Short Term Thinking; Long Term Problems

Terrorism is an evil we can see and fear, unlike more insidious evils. After a terrorist attack, the media instantly portrays dead bodies and grieving families. We are angered, as we should be. We pass legislation for a strong military and sometimes send our armies to foreign countries to fight terrorists.

Other evils are harder to grasp because the results may not show up until years later: inferior schools or inadequate mental health facilities or lack of drug rehabilitation services.

Though most of us would say we believe in “good” schools, we don’t instantly see the damage to our country of a poorly educated work force.

Unless we have a mentally ill family member, we may think of mental illness only when we quickly pass by a troubled street person.

Throwing young drug offenders in prison is less costly than providing rehabilitation and job training for them—in the beginning.

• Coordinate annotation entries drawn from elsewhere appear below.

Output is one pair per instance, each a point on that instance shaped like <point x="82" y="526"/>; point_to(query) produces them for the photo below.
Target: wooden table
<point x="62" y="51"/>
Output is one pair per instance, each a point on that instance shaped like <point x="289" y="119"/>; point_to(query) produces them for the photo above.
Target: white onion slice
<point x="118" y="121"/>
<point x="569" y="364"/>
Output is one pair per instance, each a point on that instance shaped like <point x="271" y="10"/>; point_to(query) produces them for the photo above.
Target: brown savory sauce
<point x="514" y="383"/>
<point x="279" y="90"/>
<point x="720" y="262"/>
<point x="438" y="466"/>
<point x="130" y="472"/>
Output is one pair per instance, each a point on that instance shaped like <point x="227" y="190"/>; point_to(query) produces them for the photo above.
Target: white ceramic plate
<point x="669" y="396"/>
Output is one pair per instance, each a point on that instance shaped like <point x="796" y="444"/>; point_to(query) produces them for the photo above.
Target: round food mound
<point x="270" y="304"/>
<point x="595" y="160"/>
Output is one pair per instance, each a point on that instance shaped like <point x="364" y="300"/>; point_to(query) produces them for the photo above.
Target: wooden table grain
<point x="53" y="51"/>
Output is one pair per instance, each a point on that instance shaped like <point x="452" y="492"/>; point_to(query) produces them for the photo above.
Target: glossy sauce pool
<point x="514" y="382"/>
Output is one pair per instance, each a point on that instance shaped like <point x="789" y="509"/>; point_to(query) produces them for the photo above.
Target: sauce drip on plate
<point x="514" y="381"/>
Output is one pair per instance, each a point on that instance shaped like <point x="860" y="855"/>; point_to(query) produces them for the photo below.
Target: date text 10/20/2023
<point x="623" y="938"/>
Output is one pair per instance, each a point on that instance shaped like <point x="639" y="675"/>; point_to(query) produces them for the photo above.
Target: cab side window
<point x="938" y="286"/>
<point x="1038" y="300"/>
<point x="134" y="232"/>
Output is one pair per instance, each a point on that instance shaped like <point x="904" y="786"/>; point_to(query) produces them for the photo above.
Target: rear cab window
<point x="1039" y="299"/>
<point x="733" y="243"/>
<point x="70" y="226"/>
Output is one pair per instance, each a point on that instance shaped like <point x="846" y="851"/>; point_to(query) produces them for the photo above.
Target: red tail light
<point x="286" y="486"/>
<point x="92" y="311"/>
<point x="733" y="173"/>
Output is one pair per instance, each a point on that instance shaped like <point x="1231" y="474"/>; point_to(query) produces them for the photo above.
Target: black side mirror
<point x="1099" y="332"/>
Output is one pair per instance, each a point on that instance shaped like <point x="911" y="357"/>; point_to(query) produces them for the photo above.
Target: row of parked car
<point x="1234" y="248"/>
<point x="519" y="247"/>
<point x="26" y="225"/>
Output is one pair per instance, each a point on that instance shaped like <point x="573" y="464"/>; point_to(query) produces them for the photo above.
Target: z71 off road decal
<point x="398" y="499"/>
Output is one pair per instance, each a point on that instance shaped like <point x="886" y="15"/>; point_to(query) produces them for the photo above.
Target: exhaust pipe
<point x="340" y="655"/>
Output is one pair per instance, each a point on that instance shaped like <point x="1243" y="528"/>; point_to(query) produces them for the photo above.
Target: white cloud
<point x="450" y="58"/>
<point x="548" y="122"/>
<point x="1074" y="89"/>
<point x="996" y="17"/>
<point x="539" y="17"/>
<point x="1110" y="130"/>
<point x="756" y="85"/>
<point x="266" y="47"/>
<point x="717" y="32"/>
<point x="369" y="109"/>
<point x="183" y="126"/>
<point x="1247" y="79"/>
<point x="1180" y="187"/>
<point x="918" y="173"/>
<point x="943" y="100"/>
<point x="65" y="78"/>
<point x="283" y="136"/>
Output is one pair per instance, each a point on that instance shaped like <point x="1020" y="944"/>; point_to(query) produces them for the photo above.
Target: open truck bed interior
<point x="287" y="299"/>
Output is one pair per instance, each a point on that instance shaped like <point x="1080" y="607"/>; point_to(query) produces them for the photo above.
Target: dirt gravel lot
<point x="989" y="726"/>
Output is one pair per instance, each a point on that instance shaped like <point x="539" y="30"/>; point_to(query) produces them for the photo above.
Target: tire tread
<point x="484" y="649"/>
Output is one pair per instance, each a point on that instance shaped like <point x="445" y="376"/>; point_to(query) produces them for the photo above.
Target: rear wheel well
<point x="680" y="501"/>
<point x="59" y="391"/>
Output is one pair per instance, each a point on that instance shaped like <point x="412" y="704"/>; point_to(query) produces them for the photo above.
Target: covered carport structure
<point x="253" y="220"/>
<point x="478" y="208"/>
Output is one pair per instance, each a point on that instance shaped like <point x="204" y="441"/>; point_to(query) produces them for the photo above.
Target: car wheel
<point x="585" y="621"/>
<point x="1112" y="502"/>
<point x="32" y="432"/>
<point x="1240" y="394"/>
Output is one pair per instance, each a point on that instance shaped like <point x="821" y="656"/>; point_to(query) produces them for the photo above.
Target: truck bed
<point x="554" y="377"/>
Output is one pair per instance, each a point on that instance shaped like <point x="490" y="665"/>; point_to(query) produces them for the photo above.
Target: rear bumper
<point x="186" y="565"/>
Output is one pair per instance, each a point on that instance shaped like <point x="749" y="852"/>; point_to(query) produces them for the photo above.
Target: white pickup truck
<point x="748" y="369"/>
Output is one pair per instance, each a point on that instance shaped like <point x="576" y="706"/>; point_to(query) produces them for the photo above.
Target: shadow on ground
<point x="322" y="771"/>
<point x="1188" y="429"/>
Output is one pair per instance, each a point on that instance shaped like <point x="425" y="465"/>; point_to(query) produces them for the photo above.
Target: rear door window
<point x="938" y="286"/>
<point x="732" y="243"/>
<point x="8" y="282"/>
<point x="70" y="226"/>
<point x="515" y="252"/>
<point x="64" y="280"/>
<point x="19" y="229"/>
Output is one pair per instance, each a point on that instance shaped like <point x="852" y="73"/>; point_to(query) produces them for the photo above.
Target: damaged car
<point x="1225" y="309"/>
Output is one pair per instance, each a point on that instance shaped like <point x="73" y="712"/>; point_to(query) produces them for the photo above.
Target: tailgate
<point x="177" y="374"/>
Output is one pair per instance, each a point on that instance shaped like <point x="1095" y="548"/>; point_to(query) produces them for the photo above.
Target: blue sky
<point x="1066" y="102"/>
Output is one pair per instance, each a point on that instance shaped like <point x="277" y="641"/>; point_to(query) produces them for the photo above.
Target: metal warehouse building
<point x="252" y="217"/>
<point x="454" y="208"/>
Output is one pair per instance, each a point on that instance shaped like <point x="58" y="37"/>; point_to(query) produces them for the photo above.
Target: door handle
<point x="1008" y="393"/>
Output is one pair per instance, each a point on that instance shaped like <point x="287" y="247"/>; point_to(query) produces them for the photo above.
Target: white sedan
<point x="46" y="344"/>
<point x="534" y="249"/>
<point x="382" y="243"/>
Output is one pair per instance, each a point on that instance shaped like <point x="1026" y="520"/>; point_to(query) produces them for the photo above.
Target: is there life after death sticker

What if we had not decided to invade Iraq after we were already involved in a war in Afghanistan? What if we had invested the money we spent for that war in schools and job training?

What if we had invested more in mass transit and less on securing oil fields in the unstable Middle East?

Going further back into our history, what if early settlers in Virginia had not decided to use slaves to work their tobacco fields? Suppose they had kept to small farms instead of large plantations?

We pay later for those easy choices, sometimes generations later.